Il y a ses mains. Elles n’ont pas l’âge du reste de son être. Plus vieilles. Ses doigts sont fins mais les articulations sont entourées de rides épaisses. Une bague d’une autre époque sur un annulaire, celle de la mère ou de la grand-mère. Sur la peau du dos de la main, de larges tâches brunes dessine une mappemonde, de ces destinations où elles auraient voulu s’enfuir si la vie avait été autre.
Saisir main droite le premier pot en verre – Jardin bio Étic Haricots verts extra fins bio 360 g 2,99€ -, positionner le code-barre face au lecteur en s’aidant de l’autre main, poser l’article main gauche sur l’autre tapis qui l’emmène vers l’impasse libératoire. Cinq pots en verre, un kilo huit de légumes mous passés en mesure dans les vieilles mains de la jeune caissière.

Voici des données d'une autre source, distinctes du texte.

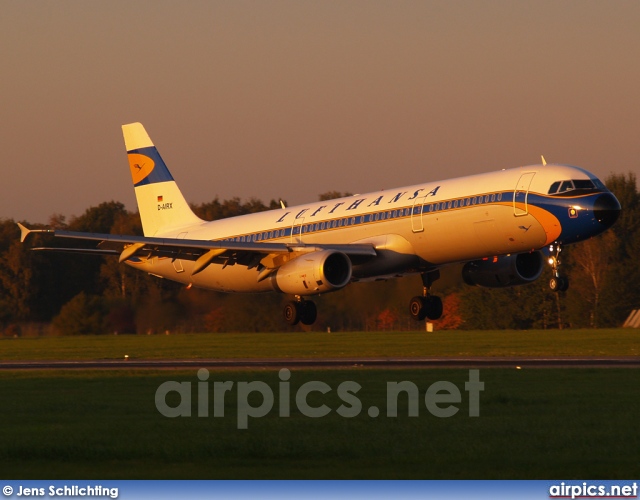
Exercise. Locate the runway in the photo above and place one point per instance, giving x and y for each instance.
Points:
(325, 363)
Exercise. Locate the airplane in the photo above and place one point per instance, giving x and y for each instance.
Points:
(503, 226)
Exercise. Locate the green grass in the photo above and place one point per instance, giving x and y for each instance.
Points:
(540, 423)
(532, 343)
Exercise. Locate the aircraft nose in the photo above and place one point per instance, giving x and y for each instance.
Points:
(606, 209)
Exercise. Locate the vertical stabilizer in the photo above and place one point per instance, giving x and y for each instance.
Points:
(160, 202)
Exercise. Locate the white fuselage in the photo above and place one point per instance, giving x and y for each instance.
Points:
(412, 228)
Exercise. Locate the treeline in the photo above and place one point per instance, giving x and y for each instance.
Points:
(59, 293)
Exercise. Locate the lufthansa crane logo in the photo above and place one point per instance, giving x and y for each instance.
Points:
(141, 166)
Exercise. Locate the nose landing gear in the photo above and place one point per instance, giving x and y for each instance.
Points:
(300, 311)
(558, 282)
(427, 306)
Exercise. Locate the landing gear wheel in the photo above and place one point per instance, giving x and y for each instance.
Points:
(434, 307)
(308, 312)
(417, 308)
(559, 284)
(291, 313)
(429, 307)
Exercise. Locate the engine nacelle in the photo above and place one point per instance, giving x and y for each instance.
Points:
(313, 273)
(511, 270)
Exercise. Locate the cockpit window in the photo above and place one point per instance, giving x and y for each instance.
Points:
(566, 186)
(554, 187)
(582, 185)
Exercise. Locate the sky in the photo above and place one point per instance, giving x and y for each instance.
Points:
(289, 99)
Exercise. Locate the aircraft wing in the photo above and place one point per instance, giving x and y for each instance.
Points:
(203, 252)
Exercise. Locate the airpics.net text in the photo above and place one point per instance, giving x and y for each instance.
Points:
(442, 399)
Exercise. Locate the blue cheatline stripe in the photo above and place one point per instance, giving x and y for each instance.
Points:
(374, 217)
(160, 172)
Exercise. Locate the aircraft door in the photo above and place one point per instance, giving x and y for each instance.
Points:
(521, 194)
(297, 229)
(417, 224)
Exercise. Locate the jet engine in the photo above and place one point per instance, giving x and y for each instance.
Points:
(510, 270)
(313, 273)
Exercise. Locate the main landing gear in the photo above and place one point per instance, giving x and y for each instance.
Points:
(558, 282)
(428, 306)
(299, 310)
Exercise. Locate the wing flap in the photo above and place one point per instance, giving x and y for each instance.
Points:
(250, 254)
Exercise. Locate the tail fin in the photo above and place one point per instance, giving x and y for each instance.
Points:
(160, 202)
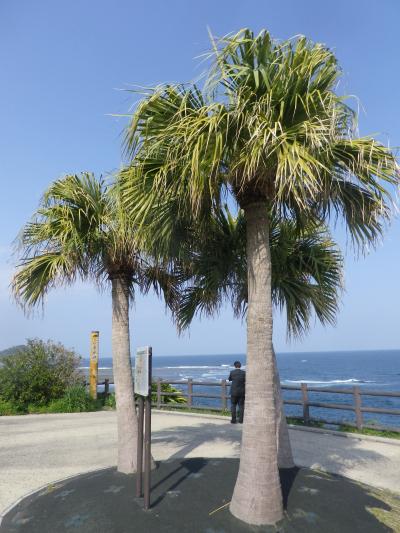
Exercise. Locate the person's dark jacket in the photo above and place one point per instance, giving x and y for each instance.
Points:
(238, 378)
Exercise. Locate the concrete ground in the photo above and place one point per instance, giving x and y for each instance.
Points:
(36, 450)
(193, 495)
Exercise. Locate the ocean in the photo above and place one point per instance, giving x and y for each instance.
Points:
(377, 370)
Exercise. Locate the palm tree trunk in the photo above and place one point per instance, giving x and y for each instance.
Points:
(285, 455)
(257, 497)
(127, 424)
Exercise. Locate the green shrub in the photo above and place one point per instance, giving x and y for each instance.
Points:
(110, 401)
(8, 408)
(166, 387)
(40, 373)
(75, 400)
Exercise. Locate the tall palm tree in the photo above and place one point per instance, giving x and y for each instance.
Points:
(81, 231)
(269, 129)
(306, 280)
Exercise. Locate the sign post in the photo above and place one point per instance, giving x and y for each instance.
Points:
(143, 371)
(94, 364)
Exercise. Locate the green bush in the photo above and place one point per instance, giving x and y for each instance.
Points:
(165, 387)
(8, 408)
(75, 400)
(39, 374)
(110, 401)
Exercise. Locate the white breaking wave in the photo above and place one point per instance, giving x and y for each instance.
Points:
(194, 367)
(351, 380)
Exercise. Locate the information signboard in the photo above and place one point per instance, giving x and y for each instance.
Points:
(142, 371)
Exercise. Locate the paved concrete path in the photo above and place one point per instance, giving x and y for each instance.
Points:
(39, 449)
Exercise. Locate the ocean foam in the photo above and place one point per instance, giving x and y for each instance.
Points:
(351, 380)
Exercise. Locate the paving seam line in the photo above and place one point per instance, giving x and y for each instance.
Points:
(42, 487)
(343, 434)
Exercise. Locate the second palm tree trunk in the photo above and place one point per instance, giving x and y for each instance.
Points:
(127, 424)
(257, 497)
(285, 454)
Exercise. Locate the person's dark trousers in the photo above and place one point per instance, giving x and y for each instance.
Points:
(237, 404)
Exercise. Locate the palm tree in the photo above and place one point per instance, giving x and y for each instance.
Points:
(306, 279)
(81, 231)
(268, 130)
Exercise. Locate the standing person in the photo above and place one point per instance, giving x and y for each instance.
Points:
(238, 379)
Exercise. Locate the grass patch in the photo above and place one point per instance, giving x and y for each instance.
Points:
(205, 411)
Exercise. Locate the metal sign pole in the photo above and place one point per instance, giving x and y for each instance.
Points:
(143, 375)
(139, 474)
(147, 438)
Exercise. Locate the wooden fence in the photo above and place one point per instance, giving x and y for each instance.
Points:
(356, 406)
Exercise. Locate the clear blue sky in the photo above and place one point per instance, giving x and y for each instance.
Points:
(64, 66)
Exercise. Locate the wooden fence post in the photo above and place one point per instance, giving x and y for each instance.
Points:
(223, 394)
(190, 392)
(158, 393)
(357, 407)
(94, 364)
(306, 408)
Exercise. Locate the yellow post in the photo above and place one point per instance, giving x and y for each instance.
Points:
(94, 364)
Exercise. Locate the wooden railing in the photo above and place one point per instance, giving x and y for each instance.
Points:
(356, 406)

Il y a ses yeux. Ils n’ont pas la vie que voudrait l’âge de son être. Plus éteins. Coincés entre de lourdes paupières et des poches gonflées comme des valises pleines d’ailleurs, les yeux sont ouverts au plus étroit pour restreindre son champ de vision à l’essentiel de l’instant qui dure depuis si longtemps.
Faire glisser l’épaisse brique recouverte de papier – Francine Farine de blé + 33% GRATUIT ! 1,33 kg 1,18€ – jusqu’au lecteur, orienter, scanner, refaire glisser jusqu’au tapis suivant. Trois paquets, neuf gestes, quatre kilos de farine industrielle, douze secondes de manipulation oubliées instantanément qui, mis bouts à bouts, emplissent sa journée, sa semaine, son mois.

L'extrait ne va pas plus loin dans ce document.